EEG Data Acquisition and Analysis

Preoperatively, a wireless, whole-scalp 16-channel silver/silver-chloride EEG system (Mobile-72 system, Cognionics, San Diego, CA, USA) was placed after measuring head circumference, and signal quality was established via laptop computer. The corresponding 10–20 montage channel locations are available in the Supplementary Figure S1. Data were recorded at 500 samples per second, and impedances were maintained below 100 kΩ per manufacturer recommendations. The EEG recording software was synchronized with the electronic medical record in order to timestamp critical events (e.g., induction, intubation, skin incision), and a research assistant remained in the room for the entire case to accurately document the timing of such events. After study completion, raw EEG signals were exported to MATLAB (version 2017a; MathWorks Inc., Natick, MA, USA) and down-sampled to 250 Hz. Full acquisition details are available as previously reported (Vlisides et al., 2019).

For this substudy analysis, EEG data were only analyzed from the maintenance anesthesia phase (i.e., from 30 s after skin incision to the last minimum alveolar concentration value of 0.7 towards the end of the procedure). Specifically, EEG data were analyzed from prefrontal (Fp1, Fp2), frontal (F5, F6, Fz), and parietal (P5, P6, Pz) regions given their postulated role in consciousness and anesthetic-induced unconsciousness (Ku et al., 2011; Koch et al., 2016; Flores et al., 2017). Functional connectivity among brain regions was estimated using a weighted phase lag index (wPLI; Vinck et al., 2011). This is a measure of phase synchronization that accounts only for non-zero phase lag/lead relationships. In this context, wPLI is relatively robust to volume conduction and reference montage. Between two neurophysiologic signals, if one signal consistently leads (or lags) the other, the phases are considered locked, and wPLI approaches 1 depending on the consistency of phase relationships. Alternatively, if the relationship between two signals is random, without any consistent phase relationship, then the wPLI value will be 0. To ascertain wPLI data, EEG signals were divided into 30-s windows at 10-s step sizes, which were then divided into 2-s sub-windows with 50% overlapping. The multitaper method (Mitra and Bokil, 2007) was then used to estimate the cross-spectral density with time-bandwidth product = 2 and the number of tapers = 3. WPLI values were then estimated, as a function of frequency, using a custom-written function adapted from the Fieldtrip Toolbox (Oostenveld et al., 2011). For this analysis, frontal-parietal, and prefrontal–frontal wPLI were calculated in the bandwidth between 0.5–35 Hz at 0.5 Hz step. Surrogate data were generated via the trial-shuffling method to mitigate potential bias of wPLI; subsequently, wPLI was calculated and subtracted from the original value as the final estimation of functional connectivity. Full methodological details related to wPLI are available as previously reported (Vlisides et al., 2019).

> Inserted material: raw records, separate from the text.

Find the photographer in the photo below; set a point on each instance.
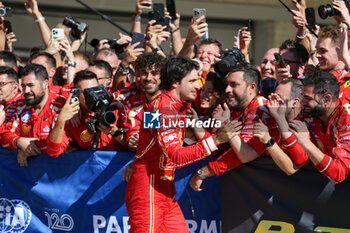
(63, 134)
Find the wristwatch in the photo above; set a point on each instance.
(270, 143)
(200, 173)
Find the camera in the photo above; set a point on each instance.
(328, 10)
(5, 11)
(119, 49)
(77, 28)
(99, 101)
(229, 58)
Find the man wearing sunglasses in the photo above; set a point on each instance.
(295, 57)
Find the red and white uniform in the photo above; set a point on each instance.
(252, 113)
(80, 136)
(131, 116)
(26, 123)
(64, 90)
(150, 192)
(334, 143)
(10, 106)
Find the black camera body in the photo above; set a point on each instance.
(99, 101)
(328, 10)
(5, 11)
(76, 27)
(229, 58)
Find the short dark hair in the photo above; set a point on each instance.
(104, 66)
(11, 73)
(324, 83)
(175, 69)
(9, 58)
(298, 49)
(210, 41)
(296, 90)
(51, 61)
(39, 71)
(250, 74)
(83, 75)
(148, 60)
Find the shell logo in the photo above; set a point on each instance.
(85, 136)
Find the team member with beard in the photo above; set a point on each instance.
(329, 127)
(247, 107)
(150, 194)
(34, 119)
(10, 96)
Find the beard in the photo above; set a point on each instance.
(239, 101)
(317, 111)
(35, 100)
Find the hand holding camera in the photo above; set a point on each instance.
(141, 5)
(344, 16)
(196, 30)
(32, 9)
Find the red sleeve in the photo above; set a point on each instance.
(170, 141)
(337, 166)
(294, 150)
(228, 160)
(10, 133)
(55, 149)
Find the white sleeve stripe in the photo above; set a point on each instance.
(211, 144)
(290, 143)
(206, 147)
(329, 162)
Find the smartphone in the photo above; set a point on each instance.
(7, 24)
(165, 21)
(170, 5)
(75, 95)
(159, 7)
(310, 17)
(57, 33)
(238, 40)
(249, 25)
(279, 59)
(138, 37)
(198, 12)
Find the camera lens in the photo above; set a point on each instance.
(2, 11)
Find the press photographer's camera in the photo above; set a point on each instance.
(77, 28)
(328, 10)
(99, 101)
(112, 42)
(229, 58)
(5, 11)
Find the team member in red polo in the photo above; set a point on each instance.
(34, 119)
(150, 192)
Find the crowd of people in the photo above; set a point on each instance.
(295, 110)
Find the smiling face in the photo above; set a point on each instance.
(150, 80)
(327, 54)
(236, 90)
(268, 64)
(189, 86)
(207, 96)
(33, 89)
(207, 54)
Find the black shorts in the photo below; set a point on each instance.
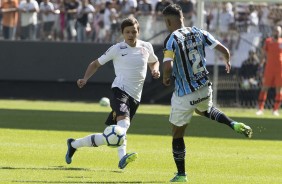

Lastly, temporal variations of connectivity were assessed over the entire anesthetic maintenance period as previously described (Vlisides et al., 2019). In brief, connectivity patterns were obtained using principal component analysis and k-means clustering. First, using principal component analysis, the 140-dimensional vector was reduced to 5-dimensional feature, and these patterns were classified into five clusters using the k-means algorithm with squared Euclidean distance and 100 replications of the initial centroids. The number of clusters and number of retained components were determined using the stability index, which quantifies the reproducibility of clustering solutions for the studied dataset, the amount of variance explained by principal components, and the interpretability of the clustering results (Lange et al., 2004). The results produced five distinct connectivity states, in addition to burst suppression, with distinct spatial and spectral properties over the anesthetic maintenance period (Vlisides et al., 2019). Given the focus on prefrontal-frontal and frontal-parietal oscillatory dynamics, these are the connectivity states further analyzed in this manuscript.

The cluster analysis also allowed for characterization of cortical connectivity data over time. For each subject, we quantified the occurrence rate that is defined as the fraction of time spent in a given connectivity state, compared to all states during anesthetic maintenance, for a given participant. We then assumed the connectivity state time sequence to be a Markov chain (i.e., the state transition depends only on the current state) and computed the state transition probability for each pair of states. We also computed the global state transition probability, which is defined as the number of state transitions between distinct states divided by the total time a subject spent in the anesthetic maintenance period.